Qual é o problema das prisões de hoje e dos sistemas penitenciários?
A sociedade comete um equívoco muito grande: pensa que com a prisão já está resolvido o problema. Um preso é o resultado da ausência de políticas públicas, do tráfico de droga... Mas a sociedade não assume o problema: é cômodo, porque não se mete o dedo na ferida, para não correr o risco de ver que no lugar deles poderíamos estar nós próprios. Como diz santo Agostinho: “Não existe um mal que alguém cometa e que ninguém mais seria capaz de cometê-lo”. O que aprisiona a própria sociedade é pensar que quem errou precisa sofrer o máximo possível. Um homem abandonado atrás das grades voltará a agredir a sociedade, porque não resolveu o seu problema pessoal. No Brasil, mas não só, há uma situação grave no interior das prisões: uma presença muito forte de facções criminosas, que dividem o poder entre os presos. Controlam o tráfico de drogas dentro e fora das prisões. Ocupam o espaço deixado vazio pelo Estado: é um sistema de corrupção que envolve todo mundo. E os presos precisam necessariamente fazer parte da facção. Desse modo, ficarão presos pelo resto da vida: sairão da prisão, mas a prisão não sairá deles.

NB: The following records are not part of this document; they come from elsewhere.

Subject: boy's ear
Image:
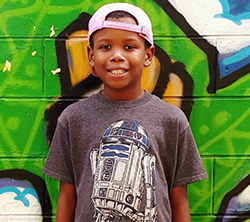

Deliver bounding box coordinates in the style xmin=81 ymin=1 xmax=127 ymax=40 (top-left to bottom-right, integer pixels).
xmin=144 ymin=45 xmax=155 ymax=67
xmin=87 ymin=45 xmax=94 ymax=67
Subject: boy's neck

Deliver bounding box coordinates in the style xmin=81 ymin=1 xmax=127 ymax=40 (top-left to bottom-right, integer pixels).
xmin=102 ymin=89 xmax=144 ymax=101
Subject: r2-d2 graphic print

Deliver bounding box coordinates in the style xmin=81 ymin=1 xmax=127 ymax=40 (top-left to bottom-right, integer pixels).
xmin=90 ymin=120 xmax=156 ymax=222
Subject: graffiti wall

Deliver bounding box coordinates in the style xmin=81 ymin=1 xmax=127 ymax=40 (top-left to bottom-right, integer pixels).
xmin=0 ymin=0 xmax=250 ymax=222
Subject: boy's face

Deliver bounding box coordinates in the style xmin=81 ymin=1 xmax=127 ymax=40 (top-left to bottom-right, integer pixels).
xmin=88 ymin=15 xmax=154 ymax=100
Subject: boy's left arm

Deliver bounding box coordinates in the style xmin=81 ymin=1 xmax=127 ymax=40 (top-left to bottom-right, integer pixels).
xmin=170 ymin=185 xmax=191 ymax=222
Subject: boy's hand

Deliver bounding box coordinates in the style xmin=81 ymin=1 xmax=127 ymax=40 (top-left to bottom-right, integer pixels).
xmin=56 ymin=182 xmax=76 ymax=222
xmin=170 ymin=185 xmax=191 ymax=222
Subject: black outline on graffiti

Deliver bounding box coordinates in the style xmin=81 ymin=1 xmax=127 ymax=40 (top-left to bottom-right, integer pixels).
xmin=214 ymin=174 xmax=250 ymax=222
xmin=154 ymin=0 xmax=250 ymax=93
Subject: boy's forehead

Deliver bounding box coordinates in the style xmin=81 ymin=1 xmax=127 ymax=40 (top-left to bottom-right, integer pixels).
xmin=88 ymin=3 xmax=154 ymax=45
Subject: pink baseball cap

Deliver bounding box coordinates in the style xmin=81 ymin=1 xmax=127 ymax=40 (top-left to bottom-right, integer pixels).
xmin=88 ymin=3 xmax=154 ymax=45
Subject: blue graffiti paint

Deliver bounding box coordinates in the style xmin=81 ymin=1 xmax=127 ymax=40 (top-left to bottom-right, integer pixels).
xmin=219 ymin=46 xmax=250 ymax=78
xmin=0 ymin=186 xmax=40 ymax=207
xmin=214 ymin=0 xmax=250 ymax=26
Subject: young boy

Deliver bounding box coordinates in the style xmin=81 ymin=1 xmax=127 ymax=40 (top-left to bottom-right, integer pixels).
xmin=43 ymin=3 xmax=207 ymax=222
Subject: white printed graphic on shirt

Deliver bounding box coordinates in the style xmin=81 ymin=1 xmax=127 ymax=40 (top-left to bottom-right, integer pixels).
xmin=90 ymin=120 xmax=157 ymax=222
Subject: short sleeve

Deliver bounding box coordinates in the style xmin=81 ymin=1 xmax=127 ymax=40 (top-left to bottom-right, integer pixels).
xmin=43 ymin=121 xmax=74 ymax=184
xmin=173 ymin=126 xmax=207 ymax=186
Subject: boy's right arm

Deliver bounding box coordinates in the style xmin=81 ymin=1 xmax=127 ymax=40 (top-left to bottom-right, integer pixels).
xmin=56 ymin=182 xmax=76 ymax=222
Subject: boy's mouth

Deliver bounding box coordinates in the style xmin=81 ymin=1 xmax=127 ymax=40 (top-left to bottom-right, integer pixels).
xmin=109 ymin=69 xmax=127 ymax=75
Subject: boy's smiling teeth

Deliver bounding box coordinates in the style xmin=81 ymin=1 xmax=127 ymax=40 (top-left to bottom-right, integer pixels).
xmin=110 ymin=69 xmax=126 ymax=75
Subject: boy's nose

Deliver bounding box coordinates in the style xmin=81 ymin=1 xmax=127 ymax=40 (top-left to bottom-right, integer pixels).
xmin=111 ymin=50 xmax=124 ymax=62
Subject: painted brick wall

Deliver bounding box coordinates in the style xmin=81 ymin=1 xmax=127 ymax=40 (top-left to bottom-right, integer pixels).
xmin=0 ymin=0 xmax=250 ymax=222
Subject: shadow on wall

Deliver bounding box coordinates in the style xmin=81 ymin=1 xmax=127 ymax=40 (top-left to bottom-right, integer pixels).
xmin=45 ymin=13 xmax=193 ymax=144
xmin=0 ymin=169 xmax=52 ymax=222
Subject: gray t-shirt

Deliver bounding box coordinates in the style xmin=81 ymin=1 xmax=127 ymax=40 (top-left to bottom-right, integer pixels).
xmin=43 ymin=92 xmax=207 ymax=222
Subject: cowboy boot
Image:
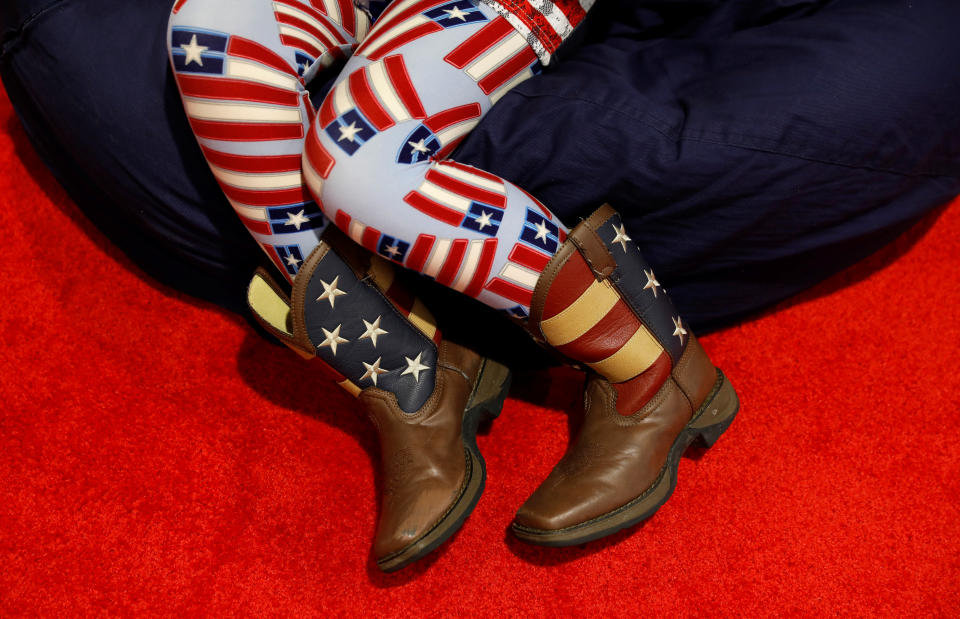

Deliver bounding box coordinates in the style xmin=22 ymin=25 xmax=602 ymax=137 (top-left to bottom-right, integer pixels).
xmin=247 ymin=226 xmax=510 ymax=572
xmin=512 ymin=205 xmax=739 ymax=546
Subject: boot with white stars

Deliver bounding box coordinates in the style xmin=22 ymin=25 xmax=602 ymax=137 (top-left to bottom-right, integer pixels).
xmin=247 ymin=226 xmax=510 ymax=572
xmin=512 ymin=206 xmax=740 ymax=546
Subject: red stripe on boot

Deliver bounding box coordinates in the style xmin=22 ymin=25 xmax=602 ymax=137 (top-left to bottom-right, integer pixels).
xmin=557 ymin=299 xmax=640 ymax=363
xmin=543 ymin=251 xmax=596 ymax=320
xmin=612 ymin=351 xmax=670 ymax=415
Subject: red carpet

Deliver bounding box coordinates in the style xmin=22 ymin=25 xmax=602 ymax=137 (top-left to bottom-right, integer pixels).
xmin=0 ymin=89 xmax=960 ymax=617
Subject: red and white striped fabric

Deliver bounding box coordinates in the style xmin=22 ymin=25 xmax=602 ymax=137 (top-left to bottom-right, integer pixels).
xmin=472 ymin=0 xmax=595 ymax=65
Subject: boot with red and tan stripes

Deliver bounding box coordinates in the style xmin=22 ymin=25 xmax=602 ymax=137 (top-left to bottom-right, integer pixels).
xmin=512 ymin=206 xmax=739 ymax=546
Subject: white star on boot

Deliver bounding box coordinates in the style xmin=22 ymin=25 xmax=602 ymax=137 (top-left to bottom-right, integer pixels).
xmin=360 ymin=357 xmax=390 ymax=387
xmin=360 ymin=316 xmax=390 ymax=348
xmin=317 ymin=275 xmax=347 ymax=307
xmin=400 ymin=353 xmax=430 ymax=383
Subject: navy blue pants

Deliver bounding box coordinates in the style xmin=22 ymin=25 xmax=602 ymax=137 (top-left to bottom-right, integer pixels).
xmin=0 ymin=0 xmax=960 ymax=356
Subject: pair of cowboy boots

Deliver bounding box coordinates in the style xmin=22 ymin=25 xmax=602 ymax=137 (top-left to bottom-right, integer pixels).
xmin=248 ymin=206 xmax=739 ymax=571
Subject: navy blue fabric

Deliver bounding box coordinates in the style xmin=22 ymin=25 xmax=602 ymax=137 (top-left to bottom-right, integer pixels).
xmin=0 ymin=0 xmax=960 ymax=348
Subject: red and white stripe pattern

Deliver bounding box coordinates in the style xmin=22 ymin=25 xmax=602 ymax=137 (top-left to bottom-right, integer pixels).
xmin=320 ymin=55 xmax=427 ymax=131
xmin=302 ymin=121 xmax=336 ymax=199
xmin=177 ymin=36 xmax=308 ymax=142
xmin=176 ymin=36 xmax=311 ymax=223
xmin=310 ymin=0 xmax=370 ymax=42
xmin=273 ymin=0 xmax=355 ymax=67
xmin=201 ymin=145 xmax=311 ymax=234
xmin=405 ymin=234 xmax=497 ymax=297
xmin=485 ymin=243 xmax=553 ymax=307
xmin=403 ymin=161 xmax=507 ymax=226
xmin=356 ymin=0 xmax=450 ymax=60
xmin=481 ymin=0 xmax=595 ymax=65
xmin=334 ymin=211 xmax=383 ymax=253
xmin=444 ymin=17 xmax=537 ymax=103
xmin=423 ymin=103 xmax=483 ymax=159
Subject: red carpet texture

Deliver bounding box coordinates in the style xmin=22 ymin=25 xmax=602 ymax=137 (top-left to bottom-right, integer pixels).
xmin=0 ymin=92 xmax=960 ymax=617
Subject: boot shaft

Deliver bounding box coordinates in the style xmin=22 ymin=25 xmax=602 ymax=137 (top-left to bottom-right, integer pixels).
xmin=529 ymin=205 xmax=715 ymax=415
xmin=247 ymin=226 xmax=440 ymax=413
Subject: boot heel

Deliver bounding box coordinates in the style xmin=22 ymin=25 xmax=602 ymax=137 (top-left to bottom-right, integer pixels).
xmin=687 ymin=370 xmax=740 ymax=448
xmin=467 ymin=359 xmax=513 ymax=420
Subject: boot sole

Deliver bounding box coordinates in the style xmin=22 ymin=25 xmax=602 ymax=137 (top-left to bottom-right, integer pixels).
xmin=377 ymin=359 xmax=512 ymax=572
xmin=511 ymin=369 xmax=740 ymax=546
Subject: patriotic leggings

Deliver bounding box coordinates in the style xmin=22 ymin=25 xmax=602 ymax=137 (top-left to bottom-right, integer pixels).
xmin=168 ymin=0 xmax=566 ymax=318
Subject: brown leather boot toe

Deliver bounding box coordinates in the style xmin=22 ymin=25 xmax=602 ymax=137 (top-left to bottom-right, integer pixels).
xmin=247 ymin=226 xmax=510 ymax=571
xmin=512 ymin=206 xmax=739 ymax=546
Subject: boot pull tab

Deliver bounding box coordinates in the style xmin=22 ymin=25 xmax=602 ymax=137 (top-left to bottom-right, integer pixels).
xmin=567 ymin=221 xmax=617 ymax=281
xmin=247 ymin=268 xmax=315 ymax=359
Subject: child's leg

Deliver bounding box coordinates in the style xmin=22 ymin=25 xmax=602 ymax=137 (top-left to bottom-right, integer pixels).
xmin=168 ymin=0 xmax=370 ymax=279
xmin=304 ymin=0 xmax=588 ymax=317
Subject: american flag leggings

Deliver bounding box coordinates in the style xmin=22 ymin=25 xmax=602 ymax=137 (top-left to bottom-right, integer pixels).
xmin=168 ymin=0 xmax=567 ymax=318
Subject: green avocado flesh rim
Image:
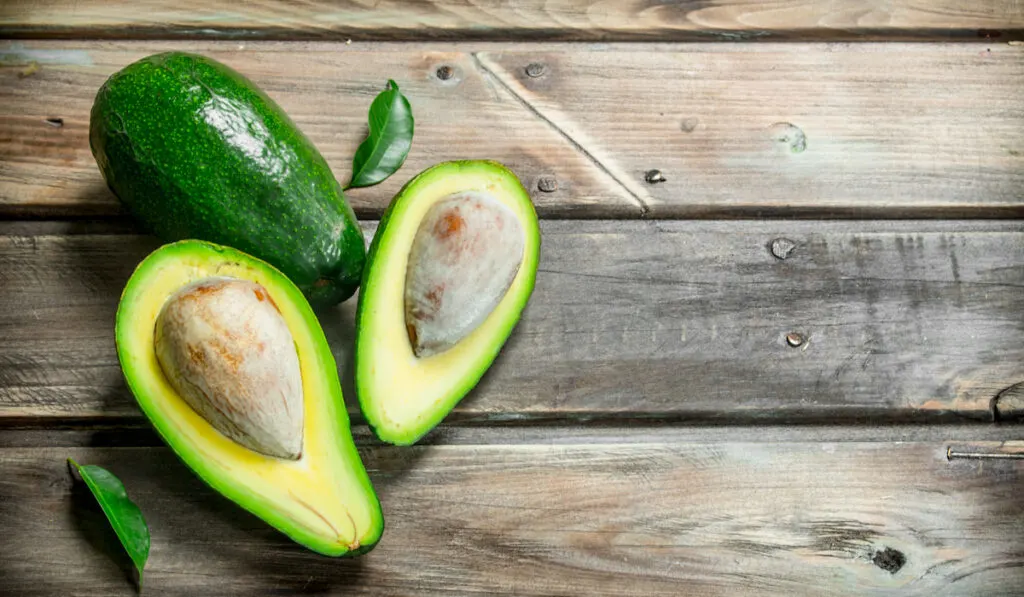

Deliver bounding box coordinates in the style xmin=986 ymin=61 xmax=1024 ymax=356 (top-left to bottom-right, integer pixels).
xmin=115 ymin=241 xmax=383 ymax=556
xmin=355 ymin=161 xmax=541 ymax=444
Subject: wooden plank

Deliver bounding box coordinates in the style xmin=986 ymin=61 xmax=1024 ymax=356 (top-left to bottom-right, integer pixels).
xmin=0 ymin=41 xmax=1024 ymax=218
xmin=0 ymin=441 xmax=1024 ymax=597
xmin=0 ymin=0 xmax=1024 ymax=41
xmin=0 ymin=42 xmax=637 ymax=217
xmin=0 ymin=220 xmax=1024 ymax=425
xmin=480 ymin=44 xmax=1024 ymax=217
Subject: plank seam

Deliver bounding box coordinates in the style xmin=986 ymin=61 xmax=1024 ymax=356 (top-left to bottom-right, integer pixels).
xmin=469 ymin=52 xmax=650 ymax=217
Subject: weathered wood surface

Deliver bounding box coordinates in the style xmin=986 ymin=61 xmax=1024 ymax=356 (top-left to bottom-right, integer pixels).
xmin=0 ymin=41 xmax=1024 ymax=218
xmin=0 ymin=0 xmax=1024 ymax=41
xmin=0 ymin=440 xmax=1024 ymax=597
xmin=0 ymin=220 xmax=1024 ymax=425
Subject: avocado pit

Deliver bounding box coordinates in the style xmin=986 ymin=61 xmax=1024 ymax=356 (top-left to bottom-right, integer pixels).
xmin=154 ymin=276 xmax=303 ymax=460
xmin=404 ymin=190 xmax=525 ymax=357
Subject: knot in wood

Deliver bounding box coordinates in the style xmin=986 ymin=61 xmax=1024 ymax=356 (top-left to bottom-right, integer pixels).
xmin=643 ymin=170 xmax=668 ymax=184
xmin=770 ymin=239 xmax=797 ymax=259
xmin=526 ymin=62 xmax=548 ymax=79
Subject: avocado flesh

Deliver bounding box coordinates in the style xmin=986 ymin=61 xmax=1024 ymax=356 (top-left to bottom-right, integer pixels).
xmin=89 ymin=52 xmax=366 ymax=306
xmin=116 ymin=241 xmax=384 ymax=556
xmin=355 ymin=161 xmax=541 ymax=444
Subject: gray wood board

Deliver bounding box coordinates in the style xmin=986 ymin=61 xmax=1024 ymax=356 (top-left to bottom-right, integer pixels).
xmin=0 ymin=221 xmax=1024 ymax=426
xmin=0 ymin=439 xmax=1024 ymax=597
xmin=0 ymin=41 xmax=1024 ymax=218
xmin=0 ymin=0 xmax=1024 ymax=41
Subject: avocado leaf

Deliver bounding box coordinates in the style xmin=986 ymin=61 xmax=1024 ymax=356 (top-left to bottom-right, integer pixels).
xmin=68 ymin=458 xmax=150 ymax=589
xmin=345 ymin=80 xmax=414 ymax=189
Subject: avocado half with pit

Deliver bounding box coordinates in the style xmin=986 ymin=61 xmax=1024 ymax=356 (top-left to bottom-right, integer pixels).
xmin=116 ymin=241 xmax=384 ymax=556
xmin=355 ymin=161 xmax=541 ymax=444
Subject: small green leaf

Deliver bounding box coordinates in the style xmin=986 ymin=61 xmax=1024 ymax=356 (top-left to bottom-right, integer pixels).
xmin=345 ymin=80 xmax=413 ymax=188
xmin=68 ymin=458 xmax=150 ymax=589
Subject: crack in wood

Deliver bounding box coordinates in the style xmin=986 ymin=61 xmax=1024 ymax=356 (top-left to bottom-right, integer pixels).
xmin=469 ymin=52 xmax=650 ymax=217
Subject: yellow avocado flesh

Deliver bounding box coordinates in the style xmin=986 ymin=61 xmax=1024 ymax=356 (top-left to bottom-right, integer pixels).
xmin=355 ymin=161 xmax=541 ymax=444
xmin=116 ymin=241 xmax=383 ymax=556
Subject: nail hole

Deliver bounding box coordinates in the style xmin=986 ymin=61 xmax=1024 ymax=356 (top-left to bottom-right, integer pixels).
xmin=437 ymin=65 xmax=455 ymax=81
xmin=768 ymin=122 xmax=807 ymax=154
xmin=770 ymin=239 xmax=797 ymax=259
xmin=526 ymin=62 xmax=548 ymax=79
xmin=643 ymin=170 xmax=668 ymax=184
xmin=871 ymin=547 xmax=906 ymax=574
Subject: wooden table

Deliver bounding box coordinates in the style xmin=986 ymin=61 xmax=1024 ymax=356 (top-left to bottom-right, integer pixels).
xmin=6 ymin=0 xmax=1024 ymax=596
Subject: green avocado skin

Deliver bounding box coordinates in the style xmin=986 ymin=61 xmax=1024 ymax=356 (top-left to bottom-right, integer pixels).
xmin=89 ymin=52 xmax=366 ymax=306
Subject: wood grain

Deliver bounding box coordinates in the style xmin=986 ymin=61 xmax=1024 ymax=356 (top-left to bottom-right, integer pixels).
xmin=0 ymin=441 xmax=1024 ymax=597
xmin=0 ymin=221 xmax=1024 ymax=425
xmin=0 ymin=0 xmax=1024 ymax=41
xmin=0 ymin=41 xmax=1024 ymax=218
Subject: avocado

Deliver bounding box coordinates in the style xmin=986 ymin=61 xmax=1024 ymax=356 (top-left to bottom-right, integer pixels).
xmin=355 ymin=161 xmax=541 ymax=444
xmin=115 ymin=241 xmax=384 ymax=556
xmin=89 ymin=52 xmax=366 ymax=306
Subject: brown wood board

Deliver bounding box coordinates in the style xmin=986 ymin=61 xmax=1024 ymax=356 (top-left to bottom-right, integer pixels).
xmin=0 ymin=221 xmax=1024 ymax=425
xmin=0 ymin=439 xmax=1024 ymax=597
xmin=0 ymin=40 xmax=1024 ymax=218
xmin=0 ymin=0 xmax=1024 ymax=41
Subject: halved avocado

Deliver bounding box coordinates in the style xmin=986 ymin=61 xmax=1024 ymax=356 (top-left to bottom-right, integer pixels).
xmin=116 ymin=241 xmax=384 ymax=556
xmin=355 ymin=161 xmax=541 ymax=445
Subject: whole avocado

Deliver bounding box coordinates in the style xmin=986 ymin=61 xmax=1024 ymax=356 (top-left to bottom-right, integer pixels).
xmin=89 ymin=52 xmax=366 ymax=306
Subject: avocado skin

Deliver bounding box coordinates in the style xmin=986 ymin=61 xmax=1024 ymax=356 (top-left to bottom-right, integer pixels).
xmin=89 ymin=52 xmax=366 ymax=306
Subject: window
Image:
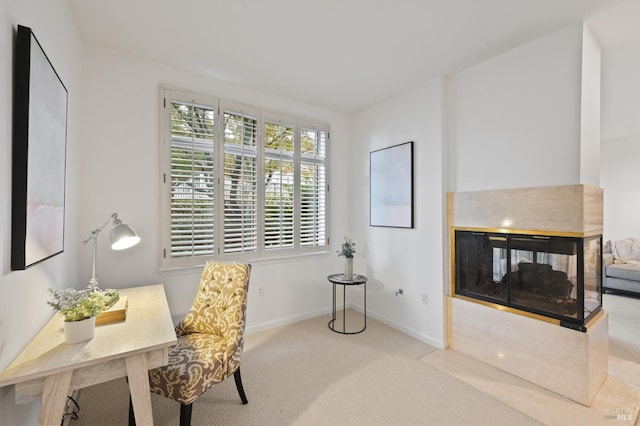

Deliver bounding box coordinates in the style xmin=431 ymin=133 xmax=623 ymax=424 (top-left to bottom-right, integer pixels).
xmin=161 ymin=89 xmax=329 ymax=268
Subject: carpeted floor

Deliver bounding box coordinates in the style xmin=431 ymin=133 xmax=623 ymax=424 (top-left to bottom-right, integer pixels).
xmin=602 ymin=293 xmax=640 ymax=364
xmin=69 ymin=311 xmax=539 ymax=426
xmin=69 ymin=294 xmax=640 ymax=426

O senhor sustenta que o método APAC marcará, neste milênio, o sistema penal e que, aconteça o que acontecer, depois desta experiência ele não será mais o mesmo. Por que está tão certo disso?
Porque Deus está cansado dessa miséria. De ver seus filhos sofrerem desse modo. APAC é um sonho de Deus, é a resposta d’Ele a esse sofrimento. A mentalidade dominante quer que o preso sofra, ou morra. É um preconceito tão enraizado que não pode ser superado de um dia para o outro. Talvez demore séculos. Mas essa obra está crescendo e está crescendo aos pés da Cruz. No roteiro de espiritualidade agora estamos propondo também a “Viagem do presidiário”, um estudo bíblico do Evangelho de Marco em oito seções: não fazemos pregação de Jesus, mas é o recuperando que vai descobrir quem é Jesus, e fazer a experiência d’Ele. Nós estamos aplicando o roteiro em 44 APACs e em 3 prisões comuns.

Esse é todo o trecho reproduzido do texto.